Nel novembre del 1941, a Ponar, una giovane donna, un’insegnante, ferita e seminuda, strisciò fuori da una fossa comune e camminò per otto miglia attraverso la foresta gelata per raggiungere il ghetto. Nessuno riusciva a credere al suo racconto, soltanto Abba Kovner, al quale un sacerdote qualche tempo prima aveva parlato dei vagoni che inspiegabilmente tornavano indietro vuoti da Ponar, capì che stava dicendo il vero e scrisse il primo appello alla lotta rivolto agli ebrei, privi di armi e munizioni. «In una situazione senza speranza, soltanto la lotta può creare una sorta di speranza» dichiarò in seguito.
Il 1° gennaio del 1942, in una riunione di circa 150 membri del movimento giovanile, Kovner che all’epoca aveva 23 anni, lesse un proclama intitolato Ebrei! Non andiamo come pecore al macello! nel quale affermava con chiarezza che Hitler stava meditando di uccidere tutti gli ebrei d’Europa, un’opinione basata più sull’intuizione che sui crimini allora conosciuti. Seguiva l’invocazione finale: «Ebrei! Difendiamoci fino all’ultimo respiro!
Comincia così l’impegno di Julek per la difesa e la salvezza degli ebrei, impegno protratto anche nel dopoguerra che lo vide membro dei Vendicatori in Europa e, in seguito, del Mossad nel giovane stato israeliano.
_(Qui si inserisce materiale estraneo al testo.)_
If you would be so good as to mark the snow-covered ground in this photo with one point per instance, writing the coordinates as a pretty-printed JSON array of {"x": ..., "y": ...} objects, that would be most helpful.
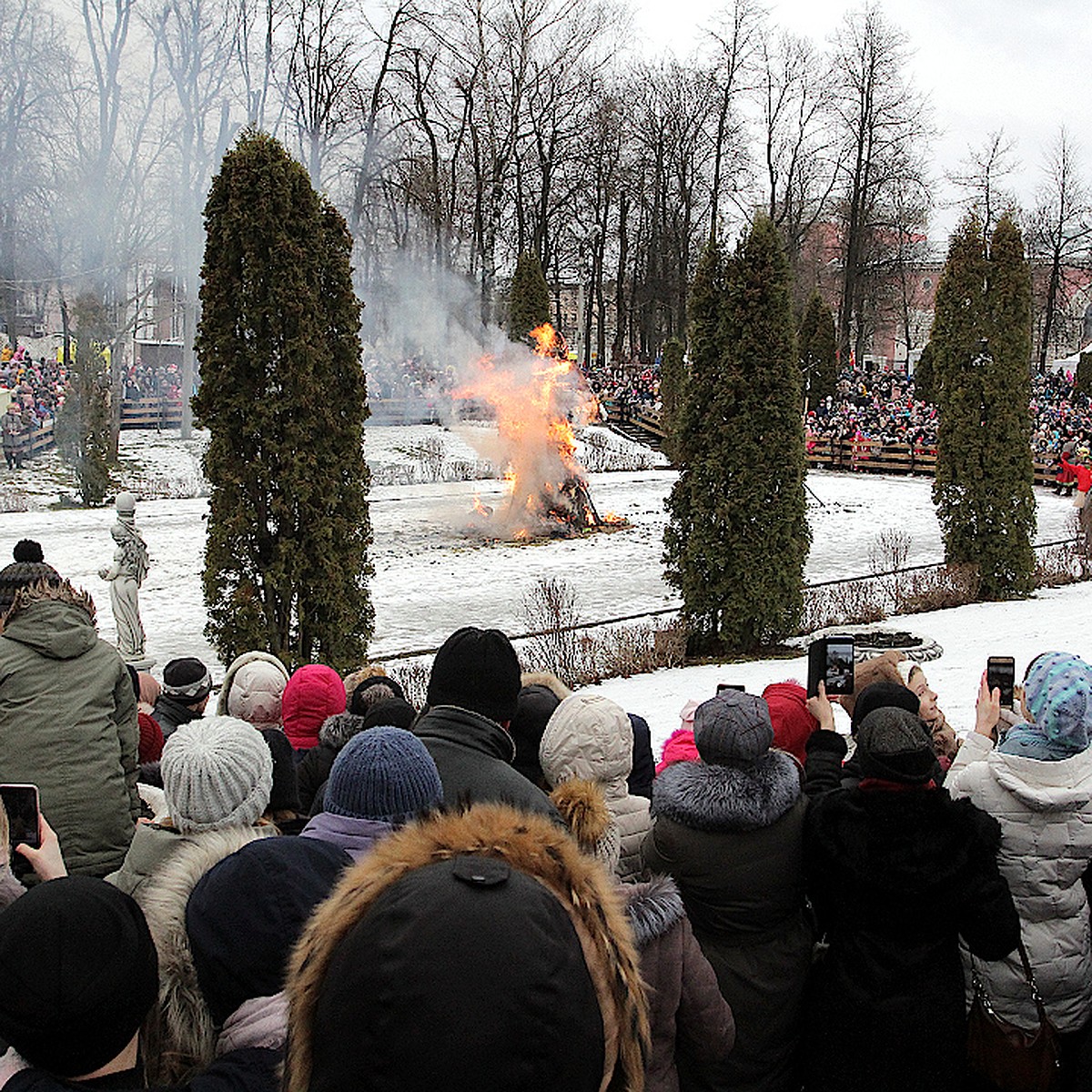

Quelle di Harmatz sono memorie avvincenti e umanissime, di enorme interesse per chiunque voglia conoscere, attraverso la testimonianza, la resistenza degli ebrei in quegli anni terribili e spaventosi della nostra storia e ciò che accadde loro nel dopoguerra.
Il linguaggio solitamente pacato, qualche volta ironico, qualche volta vibrante, è quello di un uomo che ha conosciuto tutto il dolore e tutto l’orrore di un mondo precipitato nell’abisso e che ha trascorso la vita dalla parte giusta, sempre lavorando e combattendo.